Los Alamos Chess
Chess variant design & rules
- Los Alamos chess removes bishops entirely and forbids promotion to bishops to avoid implementing extra piece logic on a highly constrained machine.
- Retaining knights is defended: they generate fewer moves on average than bishops, especially on a small board, reducing branching factor while preserving interesting tactics.
- Queens stay in; in one historical game the human played without a queen to handicap in favor of the computer.
- Smaller boards and reduced pieces are seen as making games faster, easier to pick up, and still strategically rich.
Computational limits & solving complexity
- Thread debate on whether the variant could be “solved”:
- Full tablebases beyond 7 pieces in normal chess are already enormous; extending that logic suggests 24-piece Los Alamos chess is still intractable for complete tablebases.

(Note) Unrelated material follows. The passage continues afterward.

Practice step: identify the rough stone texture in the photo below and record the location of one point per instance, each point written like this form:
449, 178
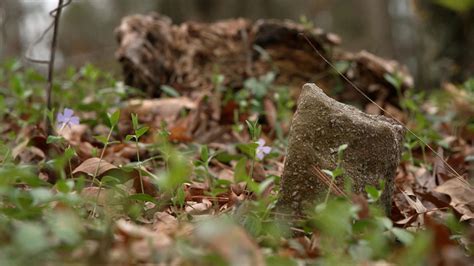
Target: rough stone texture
320, 125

- Others note that “weak solving” (proving the game-theoretic value from the starting position) is more feasible, citing a 5×5 mini-chess that has been weakly solved without tablebases.

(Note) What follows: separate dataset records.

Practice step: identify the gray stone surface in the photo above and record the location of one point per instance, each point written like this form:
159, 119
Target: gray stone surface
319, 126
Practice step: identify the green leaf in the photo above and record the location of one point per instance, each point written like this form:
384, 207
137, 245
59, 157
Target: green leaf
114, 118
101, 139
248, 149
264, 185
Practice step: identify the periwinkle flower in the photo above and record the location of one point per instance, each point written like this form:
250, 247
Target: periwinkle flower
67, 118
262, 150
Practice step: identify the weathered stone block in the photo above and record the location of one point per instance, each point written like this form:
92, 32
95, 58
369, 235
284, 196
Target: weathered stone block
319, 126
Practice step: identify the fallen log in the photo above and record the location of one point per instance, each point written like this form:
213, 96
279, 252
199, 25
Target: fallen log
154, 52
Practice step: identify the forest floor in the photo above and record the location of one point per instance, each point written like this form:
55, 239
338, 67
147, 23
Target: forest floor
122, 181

- Branching factor, board size, and reduced rules (no castling, en passant, double pawn push) significantly cut search space, but not enough for full perfect-play databases.

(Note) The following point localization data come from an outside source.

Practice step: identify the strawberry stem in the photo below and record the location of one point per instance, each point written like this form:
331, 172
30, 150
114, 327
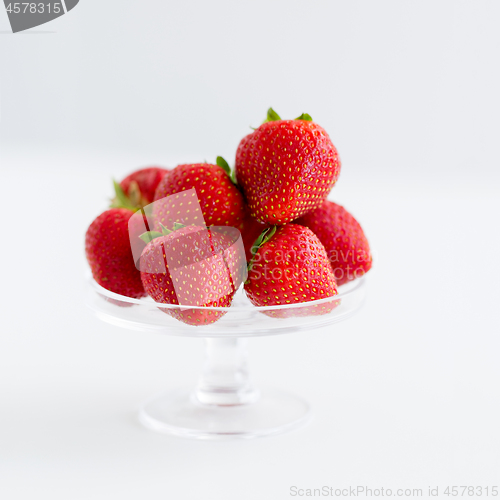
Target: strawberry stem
305, 117
121, 200
263, 238
272, 116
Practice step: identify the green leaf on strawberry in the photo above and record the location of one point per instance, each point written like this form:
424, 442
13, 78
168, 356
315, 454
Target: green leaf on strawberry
221, 162
150, 236
272, 116
264, 237
121, 200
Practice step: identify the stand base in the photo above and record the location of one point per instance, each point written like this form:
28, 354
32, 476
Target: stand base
180, 413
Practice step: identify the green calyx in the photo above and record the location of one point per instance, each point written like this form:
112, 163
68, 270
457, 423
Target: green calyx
121, 200
305, 117
272, 116
264, 237
151, 235
222, 163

Historical computing & naming
- MANIAC’s 20-minute move times prompt reflection on how hard early coding and debugging were (e.g., tracing programs via card layouts on the floor).
- A long technical correction distinguishes slow relay machines from much faster vacuum-tube computers, arguing:
- Tube-based machines already did tens of thousands of operations per second.
- Core memory latency, not tube speed, was often the bottleneck.
- Architectural advances and miniaturization, more than raw transistor speed, drove the jump from kiloflops to today’s tera/petaflops.
- Nostalgic discussion of old machine names (MANIAC, Colossus, etc.) versus modern “corporate” names.
Other games and variants
- Multiple recommendations for short, chess-adjacent modern games, especially Onitama (5×5, move cards), plus mentions of Hive and Santorini.
- Link to an online Los Alamos chess implementation; noted bug where pawns incorrectly promote to queens.
Sudoku-variant naming analogy
- Lively side debate compares “sudoku variants” with chess variants:
- Some dislike puzzles marketed as standard sudoku that rely on extra, sometimes arbitrary rules optimized for spectacle or computer search.
- Others argue variants are legitimate extensions, analogous to chess families; they explore new constraint interactions and can still feel like “the same” logical game.
- Disagreement over naming: whether such puzzles should still be called sudoku or something entirely different.
Miscellaneous observations
- Clarifications that Los Alamos chess was not literally the first time a machine beat a human in a chess-like setting; earlier special-purpose automata existed.
- Casual players often don’t know en passant; it’s a frequent source of confusion and online memes.
- Several commenters jokingly expected a nuclear-themed ruleset from the name and sketch out hypothetical “atomic” mechanics involving piece decay or pawn “launches.”